In the UK, the Sun newspaper used its front page to describe them as dangerous killers: “1200 Killed by Mental Patients”, screamed the inflammatory, and incorrect, headline.

After being diagnosed with bipolar disorder at the age of 37, performer and writer Stephen Fry (pictured right) decided to, “fight the public stigma to give a clearer picture of mental illness”.

“Once understanding is there, we can all stand up and not be ashamed of ourselves, then it makes the rest of the population realise we are just like them, but with something extra,” he said, eloquently.

Mental illness is a member of most families.

Like many people, I bear witness to these highs and lows: the suicide notes; the smashed plates; the rivers of tears; the dark sleepless nights; and uncertainty about the future.

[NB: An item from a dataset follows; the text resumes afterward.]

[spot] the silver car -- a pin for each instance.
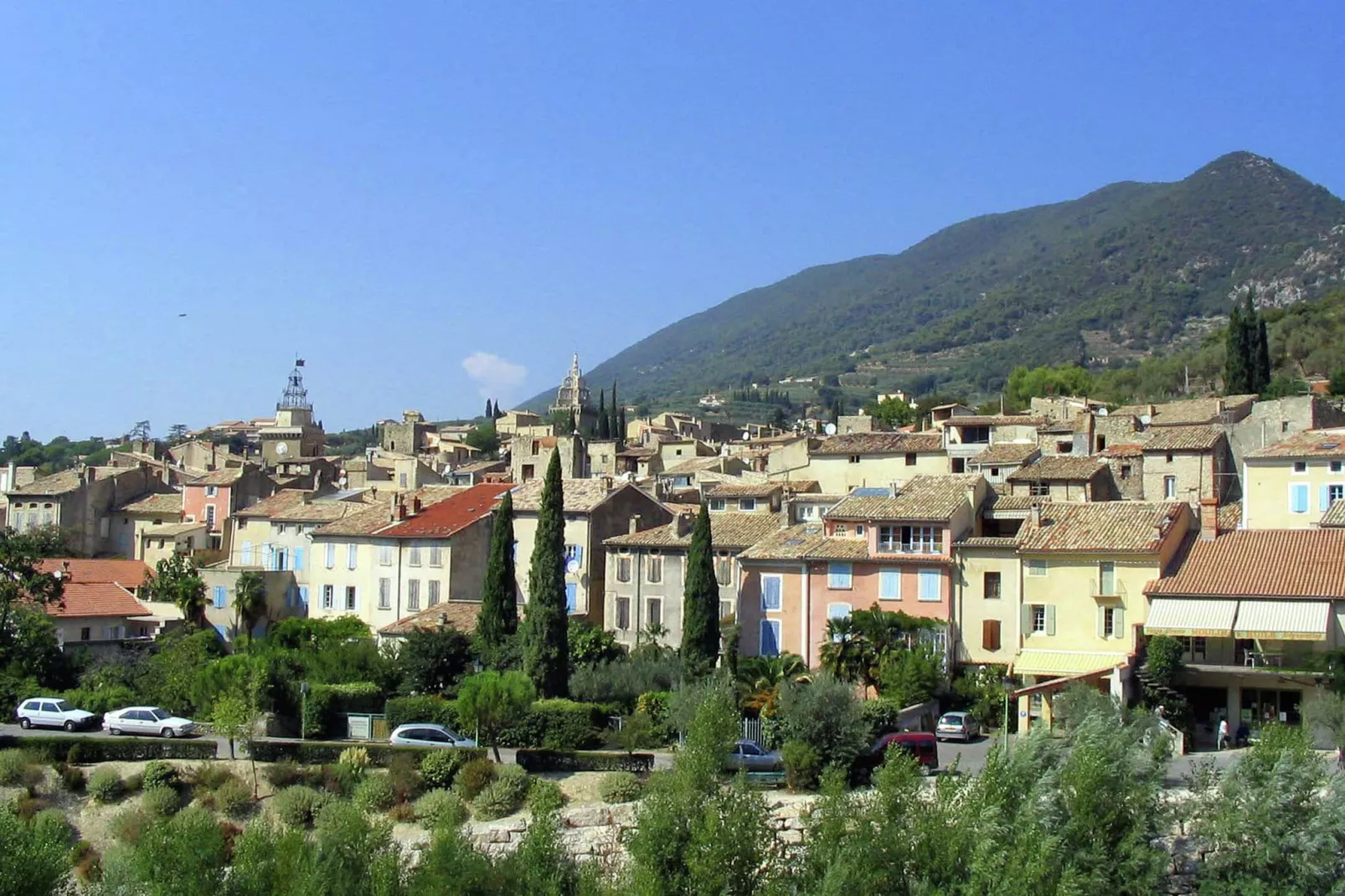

But even sufferers can be prejudiced.

Another’s mental anguish is characterised as an inability to “pull himself together”, or questioned as an “excuse because he stuffed up”.

One wonders whether repealing section 18C of the Racial Discrimination Act will lead to a widening of free speech provisions, vilifying those with mental disorders.

For beneath our veneer of civility lies a fear of difference.

I hope our future is not determined by our past: The etymology of the word ‘stigma’ can be traced to the archaic word for ‘brand’, meaning a scar left by a hot iron.

Certainly, we need more people, as brave as Boland and Fry, to speak out.

But we also need more people to speak out in their defence when their condition is belittled, scorned, or denied.

Then we will have a new dictionary to deal with this disorder.

 

The cast of Sunrise later apologised for their comments. David Koch tweeted, “I innocently used a common turn of phrase which has caused offense to some. That wasn’t my intention”. Meanwhile, Samantha Armytage wrote, “Apologies to all about this morning’s poor choice of words. My grandfather was bipolar. I would NEVER make light of it”.